Appelle zu offenen Schulen und Impfung

Nach der europäischen Zulassung eines CoV-Vakzins für Kinder ab fünf Jahren haben sich am Donnerstag die Aufrufe zur Impfung gehäuft. Gesundheitsminister Wolfgang Mückstein (Grüne) sprach sich ebenso dafür aus wie das Nationale Impfgremium (NIG). Die Länder appellierten unterdessen dafür, die Schulen weiter offenzuhalten.

Statt „Off Label“-Impfungen, also ohne offizielle Zulassung, können nun bald Kinder ab fünf Jahren mit dem Impfstoff von Biontech und Pfizer geimpft werden. Österreich habe bereits die derzeit maximal verfügbare Menge bestellt, eine erste Tranche mit 258.000 Dosen werde gegen Ende des Jahres in Österreich eintreffen, so Mückstein am Donnerstag. Diese enthalten denselben Impfstoff, würden aber speziell abgefüllt. Rund 600.000 Kinder kämen nun für die CoV-Impfung infrage. Bis zur Auslieferung folge man weiterhin der Empfehlung, dass Kinder ein Drittel einer Erwachsenendosis erhalten.
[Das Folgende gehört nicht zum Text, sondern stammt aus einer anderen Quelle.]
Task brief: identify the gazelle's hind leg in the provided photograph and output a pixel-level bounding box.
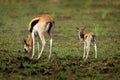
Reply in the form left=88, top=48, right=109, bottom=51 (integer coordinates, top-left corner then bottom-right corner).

Es werde eigene Kinderimpfstraßen geben, so Mückstein weiter. Auch Informationsmaterial werde man herausgeben. „Zeitnah“ könne mit den Kinderimpfungen in ganz Österreich begonnen werden. Die Europäische Arzneimittelbehörde (EMA) habe ein besonders gründliches Zulassungsverfahren absolviert, die Impfung für Kinder sei sicher.

Schwerer Verlauf möglich

Dem pflichtete auch die Leiterin des NIG, Ursula Wiedermann-Schmidt, in der ZIB2 am Donnerstag bei. Das Gremium empfehle die Impfung für alle Kinder ab fünf Jahren. Besonderes Augenmerk lege man auf jene Kinder, die selbst Risikoerkrankungen hätten wie Tumore, Immunsuppression, Lungen- oder Herzerkrankungen und Trisomie 21. Ebenso sei die Impfung für Kinder aus Familien wichtig, in denen Mitglieder gesundheitlich beeinträchtigt seien, so Wiedermann-Schmidt.
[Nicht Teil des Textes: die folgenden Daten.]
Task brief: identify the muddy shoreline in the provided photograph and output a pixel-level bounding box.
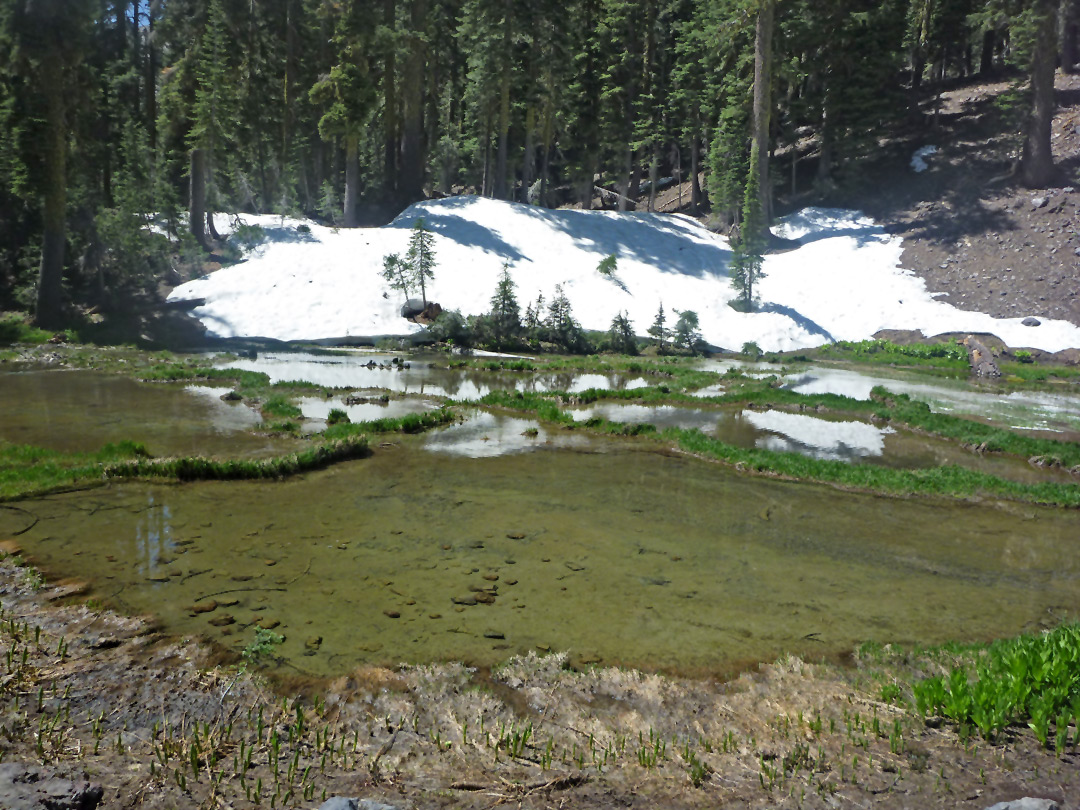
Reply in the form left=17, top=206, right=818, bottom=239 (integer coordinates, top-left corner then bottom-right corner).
left=0, top=557, right=1080, bottom=808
Expertinnen über Kinder in der Pandemie

Bildungspsychologin Christiane Spiel spricht über die Auswirkungen des Lockdowns auf Kinder und Jugendliche. Impfstoffspezialistin Ursula Wiedermann-Schmidt erklärt, wie die Impfzulassung für Kinder die Situation verändern kann.

Für alle Kinder gelte aber: Ein schwerer Krankheitsverlauf sei prinzipiell bei jedem Kind möglich und man wisse nicht, welches Kind betroffen sein werde. Die besonders aggressive Delta-Variante habe gezeigt, dass die Infektionszahlen auch bei Kindern steigen, und so auch das Risiko für schwere Verläufe bei ihnen zunehme.

Sorge vor „Long Covid“

In den USA und Israel habe man bereits anhand der Daten von über drei Millionen geimpften Kindern gesehen, dass es keine schweren oder neuen Nebenwirkungen gebe, allenfalls milde Reaktionen wie Fieber, Schmerzen an der Einstichstelle, Müdigkeit oder Kopfschmerzen. Für genesene Kinder empfahl Wiedermann-Schmidt eine Impfung nach mindestens einem Monat Wartezeit.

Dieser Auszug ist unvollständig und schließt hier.